Qualche attenuante ha invece Bush senior, repubblicano: Saddam Hussein aveva aggredito il Kuwait, Stato sovrano rappresentato all’Onu (anche se, per la verità, il Kuwait è uno Stato fantoccio creato dagli Stati Uniti nel 1960 per i loro interessi petroliferi). Le perplessità, per chiamarle così, vengono dal modo in cui gli americani condussero quella guerra. Invece di affrontare fin da subito, sul terreno, l’imbelle esercito iracheno che era stato battuto persino dai curdi e per salvare il rais di Bagdad dovette intervenire la Turchia (e quanto imbelle sia questo esercito lo si è visto anche di recente a Mosul e a Raqqa) bombardarono per tre mesi Bagdad e Bassora facendo 157.971 vittime civili di cui 32.195 bambini.

E’ stato poi il figlio George W. Bush, repubblicano, a inventarsi la teoria totalitaria che gli Sati democratici avevano non solo il diritto ma anche il dovere di esportare, a suon di bombe, la democrazia in quelli che democratici non erano. La guerra all’Afghanistan talebano è stata, e continua a essere, una guerra puramente ideologica. C’era stato, è vero, nel frattempo l’11 settembre. Ma i fatti hanno poi dimostrato in modo inequivocabile che i Talebani con l’abbattimento delle Torri Gemelle non avevano niente a che fare. La teoria Bush si è poi estesa all’Iraq (2003) e col democratico Obama alla Libia (2011).

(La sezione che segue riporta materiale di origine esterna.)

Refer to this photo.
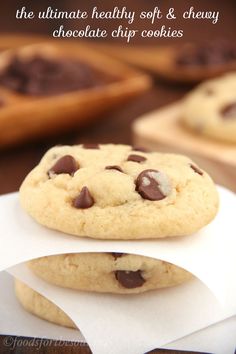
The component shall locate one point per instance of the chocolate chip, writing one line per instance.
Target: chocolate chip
(196, 169)
(117, 254)
(206, 54)
(129, 279)
(229, 111)
(136, 158)
(66, 164)
(115, 167)
(139, 148)
(153, 185)
(84, 200)
(91, 146)
(209, 91)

In Iraq le conseguenze, umane e politiche, sono state devastanti. I morti causati, direttamente o indirettamente, dall’intervento americano vanno dai 650 ai 750 mila. Inoltre gli americani, che avevano sempre combattuto gli iraniani e che nella guerra Iraq-Iran erano intervenuti per impedire agli uomini di Khomeini la vittoria che si erano conquistati sul campo, con la guerra all’Iraq hanno consegnato agli iraniani, che non hanno dovuto sparare nemmeno un colpo, tre quarti dell’Iraq. La tragedia libica, Obama presidente, è sotto gli occhi di tutti.

In Siria c’era una rivolta contro Assad. Anche qui, come in Serbia, era una questione interna a quel Paese. Sono intervenuti gli americani, con i soliti bombardieri e droni, il che ha permesso ai russi di inserirsi nel conflitto. I morti di questa tragedia li conteremo alla fine se avrà una fine.

L’avventurismo americano è stato seguito con fedeltà canina dagli europei (con qualche eccezione: Angela Merkel) e si è rovesciato puntualmente sul Vecchio Continente. L’aggressività americana nei confronti del mondo musulmano ha partorito l’Isis che nonostante le sconfitte a Mosul e a Raqqa non è affatto finito, è anzi più pericoloso che mai per noi europei perché i foreign fighters stanno rientrando. Inoltre è sulle coste del Vecchio Continente, in particolare quelle italiane, che si riversa parte dei migranti che fuggono dalle guerre innescate dagli Stati Uniti. Se i presidenti americani che si sono riuniti per fare le ‘anime belle’ siano più cinici o più cretini non sapremmo dire. Quel che è certo è che noi europei siamo stati solo cretini.